Onze anos mais tarde, D. João I confirma a isenção do direito de aposentadoria. Por carta de 22 de dezembro de 1385, este rei confirma os privilégios que os seus antecessores haviam outorgado.

Claro está que, por diversas vezes, a nobreza tentou contornar as restrições. Tal foi o caso de Rui Pereira que, no ano de 1475, se recusou a sair do Porto. Os homens do concelho avisaram-no três vezes para sair, como era costume na época fazê-lo. Pediram, ainda, ao bispo do Porto para dissuadir o nobre de contrariar os direitos ancestrais da terra. Fazendo orelhas moucas a todas os apelos, Rui Pereira insistiu em ficar. O povo juntou-se e ateou fogo à casa, situada na Rua Nova, hoje rua do Infante D. Henrique. O nobre conseguiu escapar com vida, conseguindo convencer um barqueiro a passá-lo para a margem esquerda do Douro e fugindo até às Terras de Santa Maria da Feira. Protestou veementemente junto do rei D. Afonso V, mas a sentença proferida absolveu os autores por terem agido em defesa dos seus privilégios.

Leal cidade

Ainda em 1475, o monarca reforçou a lei que penalizava os aristocratas de permanecerem mais de três dias no burgo.
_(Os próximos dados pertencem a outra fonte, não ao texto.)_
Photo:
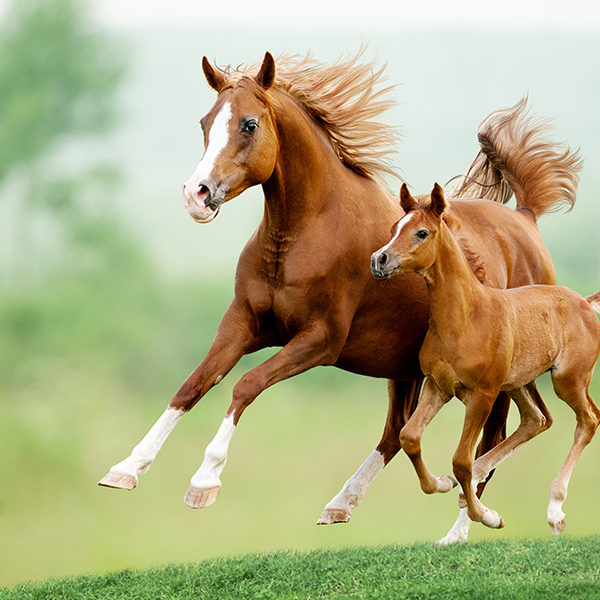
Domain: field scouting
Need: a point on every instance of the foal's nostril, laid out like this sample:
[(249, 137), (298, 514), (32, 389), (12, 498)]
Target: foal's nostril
[(204, 193)]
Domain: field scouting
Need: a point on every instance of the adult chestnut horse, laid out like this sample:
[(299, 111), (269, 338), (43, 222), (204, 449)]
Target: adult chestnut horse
[(305, 132)]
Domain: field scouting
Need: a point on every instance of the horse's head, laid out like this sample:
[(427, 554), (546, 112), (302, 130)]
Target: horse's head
[(412, 246), (239, 141)]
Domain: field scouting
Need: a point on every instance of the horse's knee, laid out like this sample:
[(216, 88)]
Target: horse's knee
[(244, 393), (462, 468), (410, 441)]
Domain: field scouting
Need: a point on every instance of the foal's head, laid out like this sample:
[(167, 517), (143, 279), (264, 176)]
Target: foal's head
[(412, 247), (239, 140)]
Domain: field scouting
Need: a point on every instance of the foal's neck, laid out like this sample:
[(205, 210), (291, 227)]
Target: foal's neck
[(454, 290)]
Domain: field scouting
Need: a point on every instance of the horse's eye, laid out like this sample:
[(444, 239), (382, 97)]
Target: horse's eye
[(249, 125)]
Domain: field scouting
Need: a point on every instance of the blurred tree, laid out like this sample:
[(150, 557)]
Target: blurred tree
[(58, 77), (58, 82)]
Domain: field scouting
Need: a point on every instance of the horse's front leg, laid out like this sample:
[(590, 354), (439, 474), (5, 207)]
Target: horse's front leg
[(403, 397), (306, 350), (231, 342)]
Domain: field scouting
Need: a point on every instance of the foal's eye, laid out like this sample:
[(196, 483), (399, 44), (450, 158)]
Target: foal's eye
[(249, 125)]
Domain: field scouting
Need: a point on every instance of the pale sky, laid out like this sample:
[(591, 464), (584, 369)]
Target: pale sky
[(359, 15), (353, 15)]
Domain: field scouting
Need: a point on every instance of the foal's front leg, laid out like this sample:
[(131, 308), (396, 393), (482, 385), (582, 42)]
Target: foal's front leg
[(478, 406), (231, 342), (431, 401), (306, 350), (403, 397)]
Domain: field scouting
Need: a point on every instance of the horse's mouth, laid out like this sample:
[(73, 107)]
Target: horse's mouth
[(205, 216)]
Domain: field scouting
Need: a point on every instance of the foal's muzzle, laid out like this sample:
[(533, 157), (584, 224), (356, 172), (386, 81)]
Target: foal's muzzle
[(384, 264)]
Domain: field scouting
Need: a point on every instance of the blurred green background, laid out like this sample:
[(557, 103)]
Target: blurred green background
[(110, 295)]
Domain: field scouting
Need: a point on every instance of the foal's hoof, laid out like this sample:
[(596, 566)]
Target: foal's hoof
[(334, 515), (121, 481), (557, 528), (201, 498)]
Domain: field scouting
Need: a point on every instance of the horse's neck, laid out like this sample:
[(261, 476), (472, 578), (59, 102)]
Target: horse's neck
[(306, 172), (454, 291)]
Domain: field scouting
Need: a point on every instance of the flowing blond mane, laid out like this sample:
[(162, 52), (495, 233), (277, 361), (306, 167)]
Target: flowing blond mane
[(343, 97)]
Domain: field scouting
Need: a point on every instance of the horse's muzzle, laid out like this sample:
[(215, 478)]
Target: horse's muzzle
[(202, 201)]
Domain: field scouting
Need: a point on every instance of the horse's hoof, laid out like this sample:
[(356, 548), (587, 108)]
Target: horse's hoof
[(493, 520), (121, 481), (201, 498), (334, 515), (557, 528), (446, 483)]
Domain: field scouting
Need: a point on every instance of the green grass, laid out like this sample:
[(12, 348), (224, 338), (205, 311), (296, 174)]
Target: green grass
[(505, 569)]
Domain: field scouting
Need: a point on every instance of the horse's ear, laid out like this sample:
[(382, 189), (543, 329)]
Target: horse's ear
[(266, 75), (407, 202), (215, 78), (438, 201)]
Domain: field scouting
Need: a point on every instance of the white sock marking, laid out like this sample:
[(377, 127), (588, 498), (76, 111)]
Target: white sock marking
[(145, 452), (215, 457), (354, 489)]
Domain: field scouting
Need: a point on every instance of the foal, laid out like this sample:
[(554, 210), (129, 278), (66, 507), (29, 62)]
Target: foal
[(483, 340)]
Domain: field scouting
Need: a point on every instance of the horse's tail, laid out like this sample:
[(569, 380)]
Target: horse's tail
[(594, 300), (517, 157)]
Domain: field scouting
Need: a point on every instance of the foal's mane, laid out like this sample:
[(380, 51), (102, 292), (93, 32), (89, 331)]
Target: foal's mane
[(343, 97), (517, 156), (473, 258)]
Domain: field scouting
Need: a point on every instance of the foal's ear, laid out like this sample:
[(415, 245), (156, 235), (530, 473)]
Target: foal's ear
[(407, 202), (438, 201), (266, 75), (215, 78)]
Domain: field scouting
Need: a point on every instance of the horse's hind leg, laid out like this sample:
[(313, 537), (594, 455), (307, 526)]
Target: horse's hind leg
[(403, 398), (576, 395)]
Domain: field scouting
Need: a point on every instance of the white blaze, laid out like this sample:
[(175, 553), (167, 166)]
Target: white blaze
[(403, 222), (218, 138)]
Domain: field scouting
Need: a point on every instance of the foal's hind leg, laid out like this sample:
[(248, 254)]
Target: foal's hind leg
[(403, 398), (494, 431), (535, 418), (478, 406), (576, 395)]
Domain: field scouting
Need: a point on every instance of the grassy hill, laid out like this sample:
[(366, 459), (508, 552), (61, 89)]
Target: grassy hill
[(558, 568)]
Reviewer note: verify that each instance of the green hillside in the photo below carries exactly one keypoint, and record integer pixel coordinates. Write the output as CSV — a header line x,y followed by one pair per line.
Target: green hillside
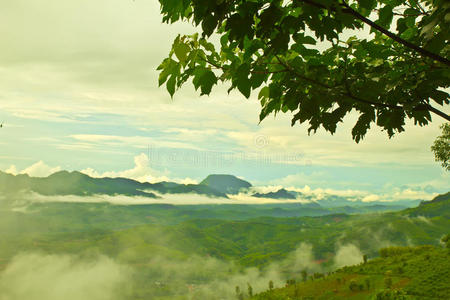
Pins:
x,y
227,184
400,273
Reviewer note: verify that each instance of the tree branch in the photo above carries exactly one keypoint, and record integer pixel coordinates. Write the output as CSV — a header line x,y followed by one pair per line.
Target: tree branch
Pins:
x,y
350,94
351,11
437,112
394,36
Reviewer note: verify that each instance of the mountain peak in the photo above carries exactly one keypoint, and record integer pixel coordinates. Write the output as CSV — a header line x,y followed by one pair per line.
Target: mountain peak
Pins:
x,y
224,183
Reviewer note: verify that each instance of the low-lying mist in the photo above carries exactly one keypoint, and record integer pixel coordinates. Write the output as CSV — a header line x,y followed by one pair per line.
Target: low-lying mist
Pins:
x,y
35,276
38,276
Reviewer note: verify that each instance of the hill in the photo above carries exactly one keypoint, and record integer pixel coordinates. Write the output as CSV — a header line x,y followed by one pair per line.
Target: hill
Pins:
x,y
399,273
79,184
227,184
280,194
439,206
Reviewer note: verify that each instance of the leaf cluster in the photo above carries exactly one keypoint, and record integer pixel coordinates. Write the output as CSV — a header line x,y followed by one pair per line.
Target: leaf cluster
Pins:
x,y
394,66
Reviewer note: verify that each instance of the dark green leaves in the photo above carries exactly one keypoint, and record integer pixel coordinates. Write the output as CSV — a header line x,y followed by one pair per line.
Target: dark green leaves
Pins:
x,y
273,45
385,16
205,79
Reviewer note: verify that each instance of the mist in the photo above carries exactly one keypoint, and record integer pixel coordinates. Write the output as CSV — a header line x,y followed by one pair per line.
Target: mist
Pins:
x,y
35,276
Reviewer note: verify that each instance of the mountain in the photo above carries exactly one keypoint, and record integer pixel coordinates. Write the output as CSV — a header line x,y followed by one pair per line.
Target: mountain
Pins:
x,y
227,184
400,273
280,194
76,183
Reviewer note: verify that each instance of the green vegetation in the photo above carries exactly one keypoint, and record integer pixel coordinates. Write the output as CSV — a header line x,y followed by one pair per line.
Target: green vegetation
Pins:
x,y
301,59
400,273
441,147
176,251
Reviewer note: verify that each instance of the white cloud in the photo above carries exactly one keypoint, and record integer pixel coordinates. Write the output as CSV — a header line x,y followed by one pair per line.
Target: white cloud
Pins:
x,y
54,277
141,172
39,169
347,255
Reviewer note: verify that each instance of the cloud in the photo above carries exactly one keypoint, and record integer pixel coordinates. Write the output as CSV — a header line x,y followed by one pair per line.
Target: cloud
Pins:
x,y
347,255
39,169
35,276
141,172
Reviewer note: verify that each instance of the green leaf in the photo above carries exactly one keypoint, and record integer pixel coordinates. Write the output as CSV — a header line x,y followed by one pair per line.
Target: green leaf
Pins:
x,y
171,85
181,50
243,83
385,16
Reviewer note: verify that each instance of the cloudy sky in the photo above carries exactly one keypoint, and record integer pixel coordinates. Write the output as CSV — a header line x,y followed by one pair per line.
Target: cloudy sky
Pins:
x,y
78,91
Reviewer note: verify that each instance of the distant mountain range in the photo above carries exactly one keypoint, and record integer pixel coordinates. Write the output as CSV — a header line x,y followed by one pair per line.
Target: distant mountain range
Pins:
x,y
215,185
76,183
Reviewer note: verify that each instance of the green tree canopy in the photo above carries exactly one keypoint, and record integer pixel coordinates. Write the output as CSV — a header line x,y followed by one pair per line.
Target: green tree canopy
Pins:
x,y
441,147
388,60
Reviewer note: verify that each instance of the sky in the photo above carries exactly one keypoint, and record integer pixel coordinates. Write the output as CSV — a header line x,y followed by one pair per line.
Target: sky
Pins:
x,y
79,91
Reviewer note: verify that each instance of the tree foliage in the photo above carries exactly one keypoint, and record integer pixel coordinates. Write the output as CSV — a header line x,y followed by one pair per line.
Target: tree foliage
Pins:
x,y
386,60
441,147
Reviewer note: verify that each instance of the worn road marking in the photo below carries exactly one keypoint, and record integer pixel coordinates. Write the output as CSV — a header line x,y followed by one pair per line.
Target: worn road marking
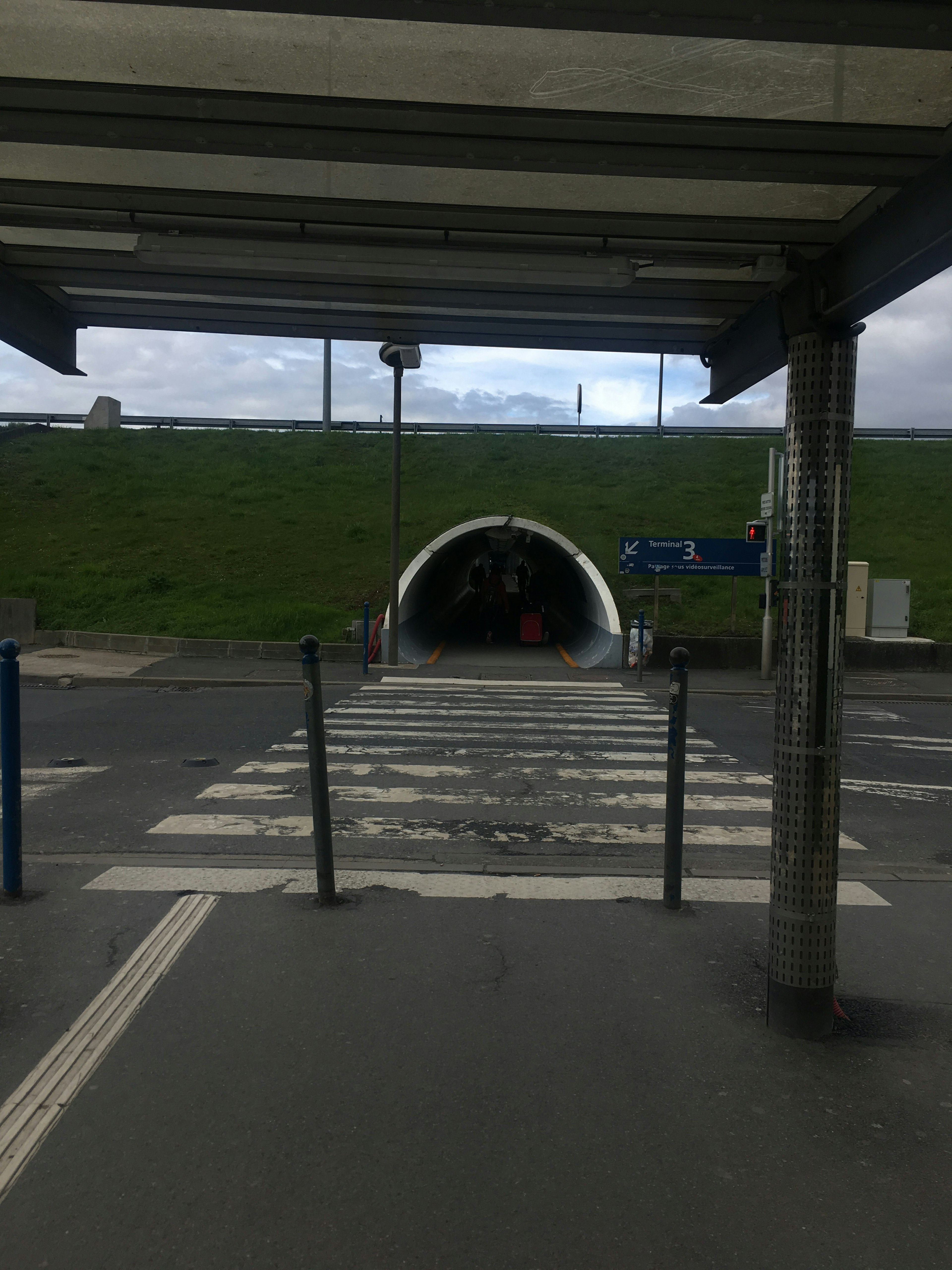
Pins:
x,y
413,714
422,830
411,728
590,756
488,798
444,831
737,891
436,771
40,782
895,789
391,683
33,1109
472,728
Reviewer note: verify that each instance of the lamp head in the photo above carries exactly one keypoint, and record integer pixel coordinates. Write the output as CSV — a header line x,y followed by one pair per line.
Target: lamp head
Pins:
x,y
404,356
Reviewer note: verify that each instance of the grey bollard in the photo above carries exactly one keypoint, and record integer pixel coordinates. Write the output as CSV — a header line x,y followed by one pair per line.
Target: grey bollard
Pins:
x,y
318,766
675,803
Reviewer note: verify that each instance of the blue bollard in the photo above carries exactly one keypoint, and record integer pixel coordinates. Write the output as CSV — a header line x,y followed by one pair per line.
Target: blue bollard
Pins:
x,y
11,766
318,768
675,802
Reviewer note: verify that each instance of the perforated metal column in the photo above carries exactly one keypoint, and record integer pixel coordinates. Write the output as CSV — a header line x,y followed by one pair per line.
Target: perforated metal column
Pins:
x,y
806,758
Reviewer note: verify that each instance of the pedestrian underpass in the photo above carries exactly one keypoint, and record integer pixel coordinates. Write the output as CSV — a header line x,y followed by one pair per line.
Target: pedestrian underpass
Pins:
x,y
442,616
Alguns anos antes, em 1454, o mesmo rei já havia concedido ao Porto o tratamento de «Leal Cidade», cinco anos depois, aumentado para «Mui Nobre e Sempre Leal Cidade».

A burguesia imperava no Porto, a cidade prosperava e tornava-se num importante centro de negócios do país. No entanto, a rara prorrogativa, imposta pela burguesia portuense, apesar de vantajosa no curto-prazo, foi retirando um certo protagonismo político à cidade, afastando-a dos eventos mais importantes do país. Os monarcas não se alongavam na cidade, não se construíam aqui palácios, nem aqui se realizavam cortes.

Procurando o apoio da nobreza, em 1509 o rei D. Manuel I começou a autorizar alguns membros da nobreza a viverem na cidade do Porto com a suas famílias, podendo adquirir ou alugar casa.

A cidade ainda procurou resistir. Em 1577, por exemplo, quando os jesuítas começam a erguer a igreja e o Convento de São Lourenço – hoje mais conhecidos como dos Grilos – a Câmara e a população ergueram uma forte oposição. Era evidente que o colégio chamaria filhos de nobre e fidalgos que obrigatoriamente teriam de residir na cidade. Mas, apesar da resistência, os jesuítas acabaram por conseguir pôr o seu colégio a funcionar e, aos poucos, mais famílias nobres se foram estabelecendo na cidade, erguendo várias casas brasonadas.

Apesar deste raro privilégio há muito ter desaparecido, não há hoje portuense que o conheça e que não refira com orgulho que o Porto só acolhe quem quer e que, em tempos, teve mesmo o direito de recusar a entrada às classes socialmente privilegiadas.

Manuel de Sousa

Sobre o autor:

Manuel de Sousa (1965) é licenciado em Ciências Históricas, tem uma pós-graduação em Marketing Digital e um mestrado em Turismo. Desenvolveu atividade profissional ligada à área empresarial, nomeadamente à Comunicação e ao Marketing. Procurando aliar o seu interesse pela história local com as redes sociais, criou a página “Porto Desaparecido” no Facebook, cujo sucesso lhe valeu a atribuição da Medalha Municipal de Mérito pela Câmara Municipal do Porto. Em janeiro de 2017, publicou o livro “Porto d’Honra”, da editora A Esfera dos Livros, que reúne 15 episódios históricos da cidade do Porto.